Savoir qu'André Blanchard, diariste rare et attachant, lecteur précis et grand connaisseur de littérature, ait apprécié notre cher Thiéfaine, et qu'il ait jugé nécessaire de dire cette admiration dans son dernier livre, me réjouit le cœur.
Katell, revenez donc faire un tour en personne à l'Autre Rive, Nancy, un de ces jours.
Bien à vous.
Écrit par : Jean-Mi | 22/11/2015
@Jean-Mi : merci pour ce très beau commentaire. C'est amusant, j'ai découvert Blanchard il y a peu, grâce à une personne de mon entourage ! Que cet écrivain évoque Thiéfaine m'enchante ! Merci de me l'avoir signalé.
Je viens très souvent à l'Autre Rive, ce lieu magique reste ma librairie préférée à Nancy. Je pense y revenir très bientôt et peut-être même y acheter ce livre de Blanchard que vous mentionnez dans votre commentaire ! A très bientôt et merci !
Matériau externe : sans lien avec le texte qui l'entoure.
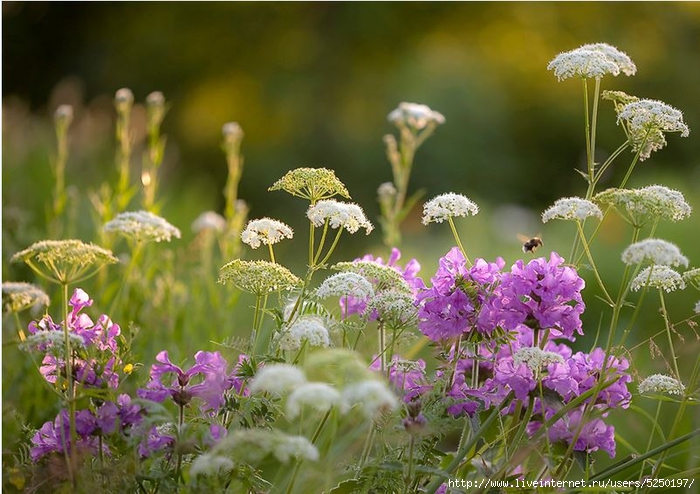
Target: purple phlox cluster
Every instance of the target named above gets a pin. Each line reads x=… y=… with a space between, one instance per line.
x=206 y=380
x=542 y=295
x=109 y=418
x=351 y=305
x=460 y=298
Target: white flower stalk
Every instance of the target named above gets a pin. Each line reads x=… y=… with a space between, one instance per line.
x=211 y=464
x=446 y=206
x=654 y=251
x=373 y=397
x=659 y=383
x=142 y=226
x=536 y=358
x=415 y=116
x=571 y=208
x=661 y=277
x=305 y=330
x=653 y=201
x=209 y=220
x=339 y=215
x=319 y=396
x=345 y=285
x=265 y=231
x=278 y=379
x=19 y=296
x=591 y=61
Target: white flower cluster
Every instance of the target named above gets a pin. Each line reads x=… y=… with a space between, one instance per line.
x=536 y=358
x=659 y=383
x=661 y=277
x=446 y=206
x=346 y=285
x=307 y=330
x=209 y=220
x=319 y=396
x=277 y=379
x=655 y=251
x=339 y=215
x=571 y=208
x=647 y=121
x=592 y=61
x=142 y=226
x=265 y=231
x=655 y=201
x=415 y=116
x=373 y=397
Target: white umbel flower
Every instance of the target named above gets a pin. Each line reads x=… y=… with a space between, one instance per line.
x=661 y=277
x=277 y=379
x=307 y=330
x=339 y=215
x=373 y=397
x=655 y=251
x=446 y=206
x=265 y=231
x=415 y=116
x=571 y=208
x=660 y=383
x=319 y=396
x=591 y=61
x=142 y=226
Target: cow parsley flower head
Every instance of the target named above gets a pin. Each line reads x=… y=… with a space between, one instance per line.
x=265 y=231
x=661 y=277
x=142 y=226
x=339 y=215
x=571 y=208
x=446 y=206
x=258 y=277
x=659 y=383
x=346 y=285
x=654 y=251
x=415 y=116
x=591 y=61
x=319 y=396
x=306 y=330
x=19 y=296
x=373 y=397
x=209 y=220
x=647 y=121
x=313 y=184
x=650 y=202
x=277 y=379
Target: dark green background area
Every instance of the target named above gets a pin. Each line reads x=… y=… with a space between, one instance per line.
x=311 y=84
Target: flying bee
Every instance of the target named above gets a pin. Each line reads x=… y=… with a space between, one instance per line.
x=530 y=244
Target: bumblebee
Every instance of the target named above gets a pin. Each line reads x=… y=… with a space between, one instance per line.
x=530 y=245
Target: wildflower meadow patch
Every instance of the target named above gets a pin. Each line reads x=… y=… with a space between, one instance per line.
x=360 y=375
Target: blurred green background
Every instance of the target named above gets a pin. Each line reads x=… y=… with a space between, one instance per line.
x=311 y=85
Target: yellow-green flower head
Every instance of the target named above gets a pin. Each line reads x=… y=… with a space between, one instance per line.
x=651 y=202
x=339 y=215
x=654 y=251
x=142 y=226
x=592 y=61
x=65 y=261
x=19 y=296
x=313 y=184
x=660 y=383
x=265 y=231
x=571 y=208
x=449 y=205
x=258 y=277
x=415 y=116
x=647 y=122
x=660 y=277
Écrit par : Katell | 23/11/2015
Bonjour,
Le lien entre Blanchard et Thiefaine est très fort: lors de la cérémonie d'adieu à Blanchard, le 2 octobre 2014, ont été diffusées La Ruelle des Morts et Petit Matin 4.10 Heure d'été.
"Je rêve tellement d'avoir été
que je vais finir par tomber" aurait pu être écrit par Blanchard.
Écrit par : KAWA | 18/12/2015
Bonjour KAWA, merci pour ce commentaire si touchant. Je me promets de lire Blanchard cette année.